PHILADELPHIA One question will take center stage Monday when Masai Skief is sentenced for embezzling from the charter school he ran: Did he forfeit a chance at a lower sentence by continuing to steal money from the school - even after pleading guilty to two counts of wire fraud?

Skief, 32, son of the late founder of the Harambee Institute of Science Technology Charter School, pleaded guilty in federal court in August to embezzling $88,000 from the charter and from the Harambee Institute, a related nonprofit. He is the eighth Philadelphia charter school official to plead guilty to federal fraud charges.

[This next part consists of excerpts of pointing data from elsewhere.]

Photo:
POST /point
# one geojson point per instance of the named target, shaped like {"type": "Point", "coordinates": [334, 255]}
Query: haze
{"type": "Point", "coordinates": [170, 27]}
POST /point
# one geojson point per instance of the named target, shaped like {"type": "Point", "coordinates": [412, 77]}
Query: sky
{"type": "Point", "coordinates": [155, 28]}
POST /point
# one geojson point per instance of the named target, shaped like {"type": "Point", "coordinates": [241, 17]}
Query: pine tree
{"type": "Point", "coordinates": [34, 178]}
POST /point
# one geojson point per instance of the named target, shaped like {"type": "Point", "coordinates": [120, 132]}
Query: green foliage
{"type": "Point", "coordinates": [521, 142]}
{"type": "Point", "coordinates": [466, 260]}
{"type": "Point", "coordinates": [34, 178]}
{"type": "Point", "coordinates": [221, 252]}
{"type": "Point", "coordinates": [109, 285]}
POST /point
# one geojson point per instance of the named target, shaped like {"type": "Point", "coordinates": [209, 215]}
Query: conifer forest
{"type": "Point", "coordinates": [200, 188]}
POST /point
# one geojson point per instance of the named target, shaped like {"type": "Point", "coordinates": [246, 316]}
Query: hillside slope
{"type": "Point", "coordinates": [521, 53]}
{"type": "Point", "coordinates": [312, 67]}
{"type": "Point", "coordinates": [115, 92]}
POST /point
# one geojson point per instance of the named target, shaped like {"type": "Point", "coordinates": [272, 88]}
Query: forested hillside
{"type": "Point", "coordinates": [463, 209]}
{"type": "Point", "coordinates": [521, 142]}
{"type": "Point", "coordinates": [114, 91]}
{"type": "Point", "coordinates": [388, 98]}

Skief has been in federal custody since Jan. 16, when he turned himself in after admitting he violated terms of his bail by continuing to steal from Harambee.

In a court filing, prosecutors said that because of the "audacious and repeated nature" of Skief's fraud, they were seeking a sentence of at least 37 months in prison instead of the 21 to 27 months they originally recommended.

U.S. District Court Judge Paul S. Diamond has told prosecutors and Skief's lawyer, Scott A. Coffina, to address the issue during sentencing.

The government said that, between the time Skief signed his plea agreement in May and pleaded guilty in August, he used a Harambee Institute debit card 43 times - including on the day he signed the plea agreement. In all, prosecutors said, he stole nearly $12,000.

Coffina has not filed a sentencing recommendation and could not be reached for comment.

Before the new theft was uncovered, Coffina had said in court documents Skief was deeply sorry for his actions. He asked the judge to sentence Skief, who had no serious criminal record, to probation with home confinement, "to enable him to continue to serve his community."

Skief - a graduate of Florida A&M University with a master's degree in education from Drexel University, who began teaching science at Harambee in 2004 - has submitted 61 letters of support, including one from John R. Stewart, the school's board president.

The West Philadelphia school, which opened in 1997, is one of the oldest charters in the state and has called itself Pennsylvania's first African-centered charter school. It is the offspring of the Harambee Institute, a community organization Skief's father, John, founded in 1972.

After John Skief died unexpectedly in December 2007 at 59, his son became CEO of both the school and the institute. Since 2006, the school has operated out of 640 N. 66th St., a building owned by the institute.

When controversy erupted in 2010 over the use of Harambee's building as a nightclub after school, the institute ended its catering services. Since then, the government found, the institute's money has come almost entirely from rent paid by the charter school.

As a result of several salary increases and at least one bonus approved by the school board, the younger Skief's base pay in 2012 was $100,000 for administering the K-8 school, which has slightly more than 500 students.

Skief has admitted stealing more than $79,000 from the Harambee Institute and taking $9,000 from a scholarship fund established in memory of his father.

To cover up the thefts, Skief presented false documents and lied to the Harambee Institute, bank officials, federal investigators, and a federal grand jury, prosecutors said.

While Skief was on bail, the judge had barred him from having access to the finances of the school or the institute.